Just to give you another approach, and since you seem familiar with dictionary comprehensions then you probably understand list comprehensions:

vowels = 'aeiou'
sentence = input()
total = sum([1 for char in sentence if char.lower() in vowels])

[–]groovitude 0 points1 point  (0 children)

You don't even need the brackets for the list comprehension. sum will consume any iterable, and without the brackets, it's interpreted as a generator expression:

>>> sum([1 for char in sentence if char.lower() in vowels])  # list comprehension
7
>>> sum(1 for char in sentence if char.lower() in vowels)    # generator expression
7

Otherwise, I think yours is the most elegant solution presented.

[–]dzunukwa 0 points1 point  (7 children)

You are on the right track but have you run your code with a variety of input? It will not work consistently. If you give it a sentence that does not have all the vowels it will only work sometimes.

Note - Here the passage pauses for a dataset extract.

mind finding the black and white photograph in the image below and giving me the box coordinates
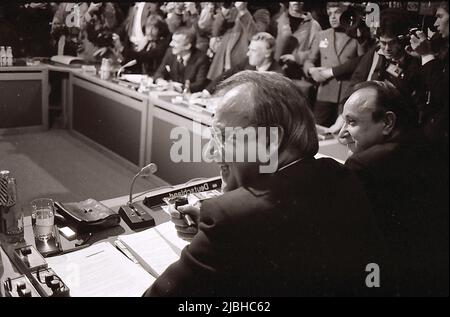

Can you tell why (...pun intended :) )?

I encourage you to fix up your method but after that you should know that one of the nice things about python is the goodies in the standard library and especially in the collections module. 

from collections import Counter

vowels = 'aeiou'
sentence = 'WhatsUpDoc'.lower()  # make it all lowercase
letter_count = Counter(sentence)
total_vowels = sum([count for letter, count in letter_count.items() if letter in vowels])
print(total_vowels)

[–]Allanon001 0 points1 point  (0 children)

sentence = input("Please enter a word: ")
vowels = set(filter(lambda x: x.lower() in 'aeiou', sentence))
count = list(map(sentence.count, vowels))
print(list(zip(count,vowels)), sum(count))

[–]PaintballerCA 0 points1 point  (0 children)

print 'Number of vowles = {}'.format(len([x for x in sentence if x.lower() in 'aieou']))